Fin propre, il sortit de la douche et se dévisagea à nouveau.

-Alors c'est toi mon nouveau moi, hein ? se lança-t-il en s'attendant presque à une réponse de la part de son reflet.

-Tu sais, se parler à soi-même est rarement signe de bonne santé mentale ! mumura Soul qui avait silencieusement attendue que son hôte et ami fasse son deuil.

-Tu étais déjà au courant que j'étais timbré, non ? plaisanta le jeune homme mais le cœur n'y était pas.

-A qui le dis-tu ?

-Tu sais, Soul, je vais avoir besoin de toi pour rester fort...pour ne pas sombrer, dit Nathanaël d'une petite voix.

-Je sais.

-Je peux compter sur toi ?

-Je ne vois même pas pourquoi tu demandes, Nat' ! râla faussement Soul en riant.

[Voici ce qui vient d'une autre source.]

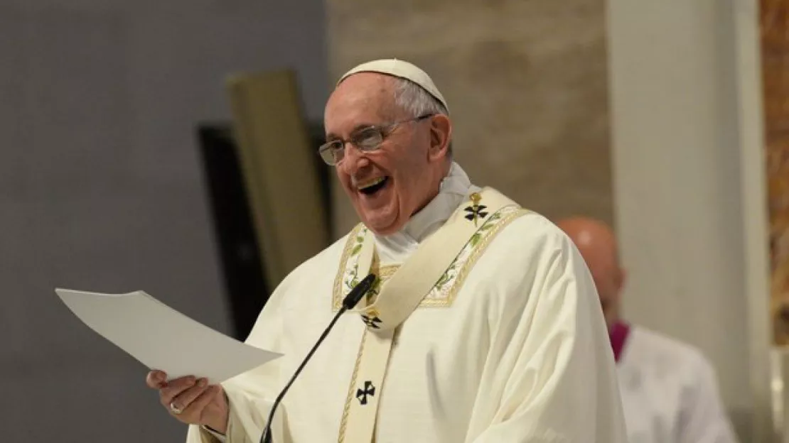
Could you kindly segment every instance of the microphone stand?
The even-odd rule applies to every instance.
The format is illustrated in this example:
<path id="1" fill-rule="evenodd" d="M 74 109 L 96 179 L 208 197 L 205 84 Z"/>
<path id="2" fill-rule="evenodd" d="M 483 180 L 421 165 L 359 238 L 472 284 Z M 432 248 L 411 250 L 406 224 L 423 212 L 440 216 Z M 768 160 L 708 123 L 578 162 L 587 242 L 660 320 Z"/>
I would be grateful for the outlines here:
<path id="1" fill-rule="evenodd" d="M 320 344 L 323 342 L 323 339 L 329 335 L 329 332 L 331 330 L 331 328 L 335 326 L 335 323 L 336 323 L 337 320 L 339 319 L 340 315 L 342 315 L 346 311 L 353 308 L 357 303 L 359 303 L 361 297 L 372 288 L 372 284 L 375 282 L 376 278 L 376 277 L 374 274 L 368 275 L 356 286 L 354 286 L 347 296 L 346 296 L 346 298 L 342 300 L 342 306 L 340 307 L 339 311 L 337 311 L 337 314 L 335 315 L 335 318 L 331 319 L 331 322 L 330 322 L 329 326 L 323 330 L 323 333 L 320 334 L 320 337 L 318 338 L 318 341 L 316 341 L 315 345 L 312 346 L 312 348 L 309 350 L 307 356 L 305 357 L 304 361 L 301 362 L 301 364 L 299 365 L 296 372 L 294 373 L 293 377 L 290 378 L 287 385 L 285 385 L 285 388 L 282 389 L 282 392 L 279 393 L 279 395 L 277 396 L 276 400 L 274 401 L 274 404 L 271 406 L 271 411 L 268 414 L 268 420 L 266 423 L 266 427 L 263 430 L 263 434 L 260 435 L 260 443 L 271 443 L 271 420 L 274 419 L 274 412 L 277 410 L 277 407 L 279 406 L 279 403 L 282 400 L 282 397 L 285 396 L 288 389 L 290 389 L 290 385 L 293 385 L 296 378 L 298 377 L 298 374 L 301 373 L 301 370 L 304 369 L 307 362 L 312 358 L 312 354 L 314 354 L 318 349 Z"/>

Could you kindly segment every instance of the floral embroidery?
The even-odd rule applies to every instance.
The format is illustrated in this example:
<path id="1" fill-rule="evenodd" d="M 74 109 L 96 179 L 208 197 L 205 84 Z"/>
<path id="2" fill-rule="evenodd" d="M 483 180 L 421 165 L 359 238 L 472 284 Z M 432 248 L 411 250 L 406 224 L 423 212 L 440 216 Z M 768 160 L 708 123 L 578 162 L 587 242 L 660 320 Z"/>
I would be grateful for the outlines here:
<path id="1" fill-rule="evenodd" d="M 489 214 L 419 306 L 421 307 L 451 306 L 466 280 L 466 276 L 495 234 L 513 220 L 527 212 L 518 207 L 507 206 Z M 366 233 L 367 228 L 360 224 L 348 236 L 348 241 L 340 260 L 340 270 L 335 282 L 333 309 L 335 311 L 339 309 L 342 298 L 359 282 L 358 255 Z M 379 278 L 376 280 L 372 289 L 368 294 L 368 303 L 375 300 L 380 292 L 381 286 L 398 268 L 398 266 L 380 266 L 377 257 L 373 258 L 372 270 L 379 274 Z"/>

Nathanaël sourit et sortit nu de la salle de bain. Il farfouilla un moment dans son armoire et s'habilla avant de descendre jusqu'au salon. Il ne doutait pas un instant que les Fondateurs, Chiridirelle et Lailoken s'y étaient réunis pour l'attendre.

Il inspira et souffla avant d'abaisser la poignée ouvragée et de pousser la lourde porte.

Tous se retournèrent et le fixèrent, attendant un signe de sa part pour parler.

-Je suis prêt, leur annonça-t-il en referma la porte derrière lui.